On 2017-02-01 Michal Hocko wrote:
> On Wed 01-02-17 03:29:28, Trevor Cordes wrote:
> > On 2017-01-30 Michal Hocko wrote:
> [...]
> > > Testing with Valinall rc6 released just yesterday would be a good
> > > fit. There are some more fixes sitting on mmotm on top and maybe
> > > we want some of them in finall 4.10. Anyway all those pending
> > > changes should be merged in the next merge window - aka 4.11
> >
> > After 30 hours of running vanilla 4.10.0-rc6, the box started to go
> > bonkers at 3am, so vanilla does not fix the bug :-( But, the bug
> > hit differently this time, the box just bogged down like crazy and
> > gave really weird top output. Starting nano would take 10s, then
> > would run full speed, then when saving a file would take 5s.
> > Starting any prog not in cache took equally as long.
>
> Could you try with to_test/linus-tree/oom_hickups branch on the same
> git tree? I have cherry-picked "mm, vmscan: consider eligible zones in
> get_scan_count" which might be the missing part.

I ran to_test/linus-tree/oom_hickups branch (4.10.0-rc6+) for 50 hours
and it does NOT have the bug! No problems at all so far.

So I think whatever to_test/linus-tree/oom_hickups has that since-4.9
has that vanilla 4.10-rc6 does *not* have is indeed the fix.

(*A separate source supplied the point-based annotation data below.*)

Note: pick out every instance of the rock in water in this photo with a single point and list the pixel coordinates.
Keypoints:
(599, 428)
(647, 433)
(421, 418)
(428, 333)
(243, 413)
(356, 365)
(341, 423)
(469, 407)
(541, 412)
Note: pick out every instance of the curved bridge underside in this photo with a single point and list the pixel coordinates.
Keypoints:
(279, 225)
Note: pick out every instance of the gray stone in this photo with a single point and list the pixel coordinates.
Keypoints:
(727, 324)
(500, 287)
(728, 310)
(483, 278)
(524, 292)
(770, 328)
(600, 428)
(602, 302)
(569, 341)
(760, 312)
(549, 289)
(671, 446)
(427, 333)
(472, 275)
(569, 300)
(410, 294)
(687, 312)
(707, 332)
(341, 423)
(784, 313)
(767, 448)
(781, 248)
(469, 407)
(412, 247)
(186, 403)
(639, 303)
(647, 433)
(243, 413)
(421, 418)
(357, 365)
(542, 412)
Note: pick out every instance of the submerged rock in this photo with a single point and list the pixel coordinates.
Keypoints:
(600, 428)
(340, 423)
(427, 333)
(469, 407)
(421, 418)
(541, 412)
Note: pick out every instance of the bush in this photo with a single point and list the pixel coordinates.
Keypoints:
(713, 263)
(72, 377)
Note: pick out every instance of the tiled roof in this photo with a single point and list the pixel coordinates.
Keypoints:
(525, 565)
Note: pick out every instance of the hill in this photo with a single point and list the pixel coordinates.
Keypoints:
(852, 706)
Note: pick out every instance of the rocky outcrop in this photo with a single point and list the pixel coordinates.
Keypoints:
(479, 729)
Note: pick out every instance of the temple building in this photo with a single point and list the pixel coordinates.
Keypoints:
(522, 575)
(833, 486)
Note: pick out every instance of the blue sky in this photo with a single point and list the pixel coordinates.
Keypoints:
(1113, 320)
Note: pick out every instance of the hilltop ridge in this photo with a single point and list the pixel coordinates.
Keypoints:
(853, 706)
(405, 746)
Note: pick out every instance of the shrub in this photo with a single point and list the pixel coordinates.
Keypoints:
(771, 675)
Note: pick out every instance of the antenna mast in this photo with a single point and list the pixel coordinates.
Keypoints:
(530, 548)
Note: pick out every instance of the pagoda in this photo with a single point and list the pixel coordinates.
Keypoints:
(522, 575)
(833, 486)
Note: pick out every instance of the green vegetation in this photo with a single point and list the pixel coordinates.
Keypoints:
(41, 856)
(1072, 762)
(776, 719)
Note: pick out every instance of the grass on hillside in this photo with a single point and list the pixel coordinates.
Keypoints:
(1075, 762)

For my reference, and I know you guys aren't distro-specific, what is
the best way to get this fix into Fedora 24 (currently 4.9)? Can it be
backported or made as a patch they can apply to 4.9? Or 4.10? If this
fix only goes into 4.11 then I fear we'll never see it in Fedora and us
rhbz guys will not have a stock-Fedora fix for this until F25 or F26.
Again, I'm not trying to force this out of scope, I'm just wondering
about the logistics in these situations.

Once again, thanks to all for your great work and help! P.S. I'll try
a couple of the other ideas Mel had about ramping the RAM back up, etc.